Berger a rapidement appris quelques différences clés entre la production d’un film d’action réelle et d’un film d’animation. D’une part, il n’y a pas de chef de département individuel pour la coiffure et le maquillage, ni de caméra sur un film d’animation ; tout relève du département artistique. Et il n’y a pas d’acteurs dans un film sans dialogue ; les animateurs s’occupent de tout le « jeu des acteurs ».
«En même temps, je devais atteindre le même objectif», explique Berger. « Des performances tridimensionnelles, émotionnelles et crédibles. »
Berger nous raconte que dans son travail en prise de vue réelle, il parle avec les acteurs et les regarde profondément dans les yeux afin d’en tirer la performance la plus véridique possible sur le plan émotionnel. Et avec Rêves de robotsil voulait adopter la même approche – juste un peu ajustée, bien sûr, puisqu’il n’y avait aucun acteur avec qui établir ce lien.
«Quand je regardais l’animation des dessins, je regardais les pupilles des personnages», explique-t-il. « Donc, fondamentalement, apporter une performance véridique et crédible qui puisse émouvoir le public, que le public puisse avoir de l’empathie pour Dog and Robot. »
Berger dit qu’il a apprécié chaque minute de travail Rêves de robots, et il ferait volontiers un autre film d’animation à l’avenir. Il existe un préjugé persistant, notamment aux États-Unis, contre l’animation, considérée principalement comme un support pour les films pour enfants. Mais Berger, comme Guillermo del Toro, Phil Lord et Christopher Miller avant lui, est fermement convaincu que l’animation n’est pas un genre.

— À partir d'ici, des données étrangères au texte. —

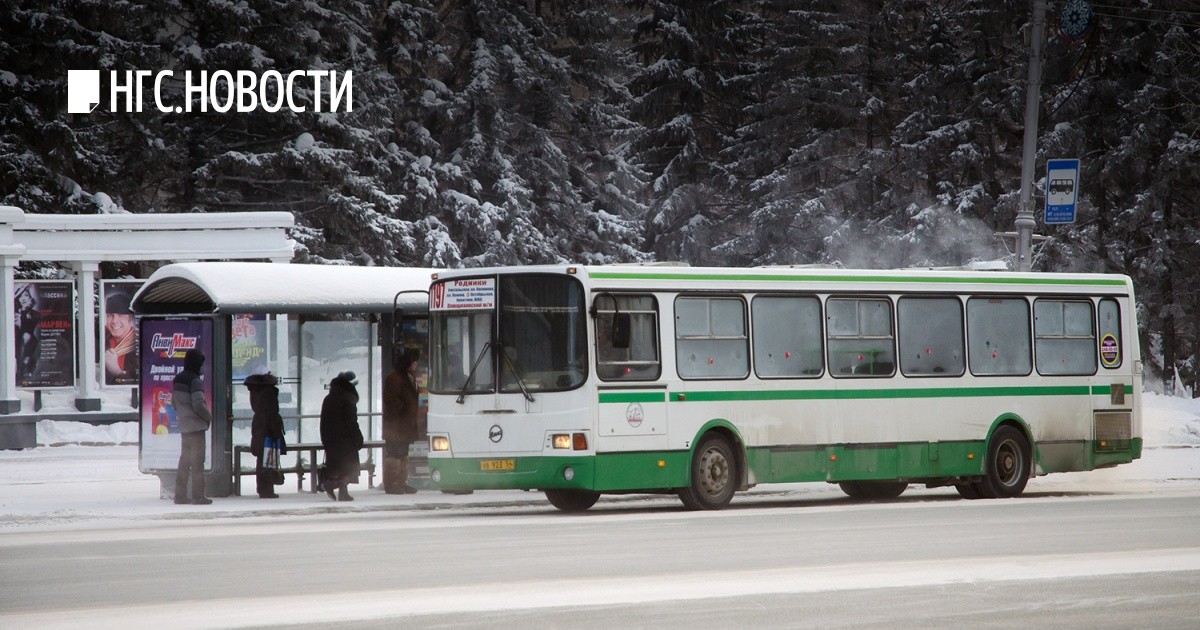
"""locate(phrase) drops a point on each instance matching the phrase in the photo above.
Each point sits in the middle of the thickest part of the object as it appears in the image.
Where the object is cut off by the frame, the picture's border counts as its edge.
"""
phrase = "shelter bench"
(300, 467)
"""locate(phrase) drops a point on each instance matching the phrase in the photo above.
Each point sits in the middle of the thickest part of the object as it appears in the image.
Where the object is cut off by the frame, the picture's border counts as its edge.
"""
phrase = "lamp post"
(1025, 222)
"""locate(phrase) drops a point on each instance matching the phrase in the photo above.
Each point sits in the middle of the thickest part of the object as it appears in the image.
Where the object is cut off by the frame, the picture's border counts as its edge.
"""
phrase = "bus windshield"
(535, 340)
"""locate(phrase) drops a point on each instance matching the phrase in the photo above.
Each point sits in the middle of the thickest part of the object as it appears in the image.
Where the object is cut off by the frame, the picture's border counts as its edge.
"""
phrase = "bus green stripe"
(865, 394)
(634, 396)
(930, 280)
(877, 394)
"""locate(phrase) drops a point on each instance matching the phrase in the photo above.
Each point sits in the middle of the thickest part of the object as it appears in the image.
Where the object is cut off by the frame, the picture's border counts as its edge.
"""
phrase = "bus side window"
(1065, 340)
(999, 336)
(635, 357)
(711, 337)
(931, 336)
(861, 341)
(786, 336)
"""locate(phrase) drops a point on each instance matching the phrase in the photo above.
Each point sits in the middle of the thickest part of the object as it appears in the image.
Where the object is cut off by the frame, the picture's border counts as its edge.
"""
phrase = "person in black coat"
(341, 436)
(268, 424)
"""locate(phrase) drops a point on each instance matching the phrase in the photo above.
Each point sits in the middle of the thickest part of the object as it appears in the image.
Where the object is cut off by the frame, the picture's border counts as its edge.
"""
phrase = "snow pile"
(1170, 421)
(61, 432)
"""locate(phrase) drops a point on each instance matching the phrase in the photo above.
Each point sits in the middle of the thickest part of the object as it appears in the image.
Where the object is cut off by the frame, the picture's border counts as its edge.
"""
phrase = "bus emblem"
(634, 414)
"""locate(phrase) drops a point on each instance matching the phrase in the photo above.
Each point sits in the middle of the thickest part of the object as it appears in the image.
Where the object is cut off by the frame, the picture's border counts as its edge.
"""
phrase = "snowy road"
(1056, 557)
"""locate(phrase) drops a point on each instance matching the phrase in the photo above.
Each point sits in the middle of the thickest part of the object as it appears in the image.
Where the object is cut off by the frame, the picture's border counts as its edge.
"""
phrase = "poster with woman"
(45, 333)
(119, 341)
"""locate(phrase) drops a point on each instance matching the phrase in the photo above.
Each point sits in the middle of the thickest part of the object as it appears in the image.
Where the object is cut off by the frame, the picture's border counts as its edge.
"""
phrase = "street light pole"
(1025, 222)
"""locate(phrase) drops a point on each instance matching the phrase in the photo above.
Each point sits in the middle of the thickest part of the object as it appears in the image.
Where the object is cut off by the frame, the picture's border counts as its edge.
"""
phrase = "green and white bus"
(582, 381)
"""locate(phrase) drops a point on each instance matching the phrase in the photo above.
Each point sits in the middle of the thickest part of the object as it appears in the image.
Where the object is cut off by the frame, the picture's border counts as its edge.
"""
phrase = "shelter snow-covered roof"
(193, 288)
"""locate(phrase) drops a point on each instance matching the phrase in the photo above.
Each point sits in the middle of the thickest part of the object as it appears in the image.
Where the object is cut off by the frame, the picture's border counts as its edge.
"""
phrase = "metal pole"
(1025, 222)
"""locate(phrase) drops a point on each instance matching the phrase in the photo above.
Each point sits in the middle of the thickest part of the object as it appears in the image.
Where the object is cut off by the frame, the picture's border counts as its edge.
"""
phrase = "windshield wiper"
(471, 376)
(508, 360)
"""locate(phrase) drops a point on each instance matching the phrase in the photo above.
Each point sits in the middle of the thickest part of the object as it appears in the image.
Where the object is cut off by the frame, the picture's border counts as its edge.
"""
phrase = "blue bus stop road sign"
(1062, 191)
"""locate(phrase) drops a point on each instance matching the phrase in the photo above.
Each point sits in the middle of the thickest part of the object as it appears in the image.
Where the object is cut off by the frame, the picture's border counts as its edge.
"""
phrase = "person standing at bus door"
(264, 400)
(401, 408)
(341, 436)
(195, 417)
(28, 319)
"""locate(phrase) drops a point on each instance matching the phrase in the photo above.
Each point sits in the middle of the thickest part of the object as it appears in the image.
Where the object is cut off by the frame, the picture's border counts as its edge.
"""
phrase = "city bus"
(582, 381)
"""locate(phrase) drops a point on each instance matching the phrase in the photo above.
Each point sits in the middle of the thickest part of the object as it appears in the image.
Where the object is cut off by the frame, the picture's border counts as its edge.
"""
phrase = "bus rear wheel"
(573, 501)
(969, 490)
(873, 490)
(714, 474)
(1008, 463)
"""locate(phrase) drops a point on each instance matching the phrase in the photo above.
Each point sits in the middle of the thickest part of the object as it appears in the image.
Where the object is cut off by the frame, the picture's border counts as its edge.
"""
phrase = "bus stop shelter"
(303, 323)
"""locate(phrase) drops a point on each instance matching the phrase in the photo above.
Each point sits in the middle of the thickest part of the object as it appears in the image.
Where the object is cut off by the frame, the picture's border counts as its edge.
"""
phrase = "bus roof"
(195, 288)
(817, 277)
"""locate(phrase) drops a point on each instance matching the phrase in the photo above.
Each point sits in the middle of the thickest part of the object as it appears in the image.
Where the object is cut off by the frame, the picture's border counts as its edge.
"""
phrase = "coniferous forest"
(861, 133)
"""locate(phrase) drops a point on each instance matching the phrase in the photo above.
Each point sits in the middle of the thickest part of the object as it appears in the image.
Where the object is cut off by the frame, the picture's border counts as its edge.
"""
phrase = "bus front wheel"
(714, 474)
(571, 501)
(1008, 465)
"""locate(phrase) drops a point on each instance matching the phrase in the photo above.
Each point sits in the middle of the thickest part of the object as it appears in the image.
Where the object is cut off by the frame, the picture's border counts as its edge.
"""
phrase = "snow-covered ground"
(91, 479)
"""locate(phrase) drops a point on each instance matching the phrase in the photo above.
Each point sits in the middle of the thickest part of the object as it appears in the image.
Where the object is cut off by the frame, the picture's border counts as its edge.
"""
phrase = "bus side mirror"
(621, 327)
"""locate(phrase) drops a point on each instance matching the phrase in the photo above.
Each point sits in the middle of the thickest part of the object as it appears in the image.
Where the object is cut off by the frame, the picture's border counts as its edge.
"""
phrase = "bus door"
(633, 400)
(1113, 387)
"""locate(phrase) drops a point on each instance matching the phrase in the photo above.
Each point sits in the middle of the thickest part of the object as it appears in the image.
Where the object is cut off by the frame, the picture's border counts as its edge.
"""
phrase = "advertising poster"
(249, 346)
(119, 335)
(45, 333)
(163, 345)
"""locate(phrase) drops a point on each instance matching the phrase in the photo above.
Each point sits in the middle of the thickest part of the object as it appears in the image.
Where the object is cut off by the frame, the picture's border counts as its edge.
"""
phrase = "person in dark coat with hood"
(341, 436)
(195, 417)
(267, 424)
(401, 411)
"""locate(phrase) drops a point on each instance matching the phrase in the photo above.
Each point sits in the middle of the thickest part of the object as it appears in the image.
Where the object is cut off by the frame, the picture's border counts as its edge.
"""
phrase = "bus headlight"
(569, 441)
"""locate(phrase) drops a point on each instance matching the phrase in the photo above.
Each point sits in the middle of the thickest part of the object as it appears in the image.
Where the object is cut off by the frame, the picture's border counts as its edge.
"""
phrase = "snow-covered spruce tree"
(940, 168)
(799, 129)
(1149, 166)
(511, 167)
(335, 172)
(52, 161)
(688, 111)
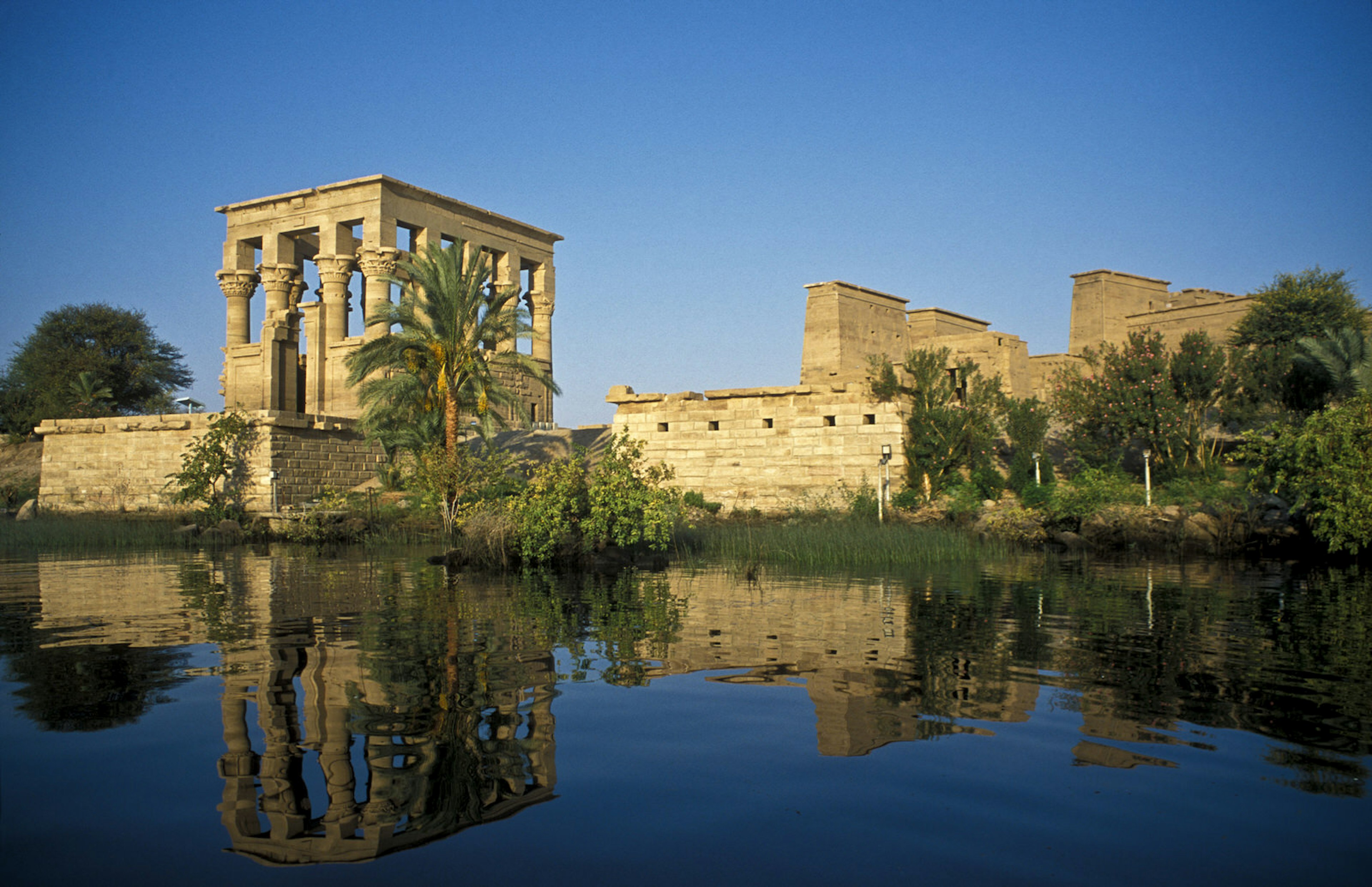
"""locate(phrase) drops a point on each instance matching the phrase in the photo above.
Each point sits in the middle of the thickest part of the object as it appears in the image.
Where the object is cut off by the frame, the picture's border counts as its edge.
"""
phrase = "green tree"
(627, 503)
(449, 352)
(214, 467)
(114, 345)
(950, 414)
(1286, 311)
(1125, 396)
(1321, 465)
(1027, 426)
(1300, 305)
(1341, 357)
(1205, 388)
(88, 396)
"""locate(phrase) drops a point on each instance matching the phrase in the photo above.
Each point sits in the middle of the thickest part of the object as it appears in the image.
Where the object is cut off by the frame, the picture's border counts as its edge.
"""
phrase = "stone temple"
(353, 234)
(284, 357)
(284, 360)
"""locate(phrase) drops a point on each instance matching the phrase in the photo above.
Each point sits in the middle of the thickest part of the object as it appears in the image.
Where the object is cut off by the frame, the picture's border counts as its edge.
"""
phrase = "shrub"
(697, 500)
(214, 467)
(1091, 491)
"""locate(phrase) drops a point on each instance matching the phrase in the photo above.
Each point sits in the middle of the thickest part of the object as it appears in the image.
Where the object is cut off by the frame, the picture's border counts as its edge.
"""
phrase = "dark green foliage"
(951, 415)
(1341, 359)
(1146, 397)
(214, 467)
(1027, 426)
(1289, 309)
(697, 500)
(1322, 465)
(127, 368)
(446, 355)
(908, 500)
(567, 510)
(1294, 307)
(988, 482)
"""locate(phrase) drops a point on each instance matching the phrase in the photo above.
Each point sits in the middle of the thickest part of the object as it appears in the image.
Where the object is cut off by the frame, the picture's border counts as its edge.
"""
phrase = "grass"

« L’animation n’est qu’un moyen de raconter une histoire. Et l’animation n’est pas réservée aux enfants. Il y a tellement de grands films d’animation qui pourraient être destinés aux enfants, mais aussi aux adultes », dit-il, citant notamment Persépolis, Les triplés de Belleville, et la filmographie du Studio Ghibli. Alors que Rêves de robots est familial, Berger affirme que son studio n’a jamais fait de compromis dans le processus de réalisation du film afin de plaire aux enfants. En fait, viser un public spécifique était la dernière chose à laquelle il pensait.
« J’aime faire une analogie avec le cinéma. Les films, pour moi, c’est comme une lasagne. Et il y a différentes couches. Chaque public reçoit une couche différente », dit-il. « D’une certaine manière, cela me rappelle quand j’étais enfant et que j’ai vu le même film que mes parents. Certains des films sortis au cours des dernières décennies semblent être satisfaits [just] cinéphiles, ou à des fins commerciales [audiences], ou pour les enfants. Je pense [Robot Dreams] s’adresse vraiment à un public très large.
Rêves de robots ouvre à New York le 31 mai et sera finalement déployé dans les cinémas de tout le pays.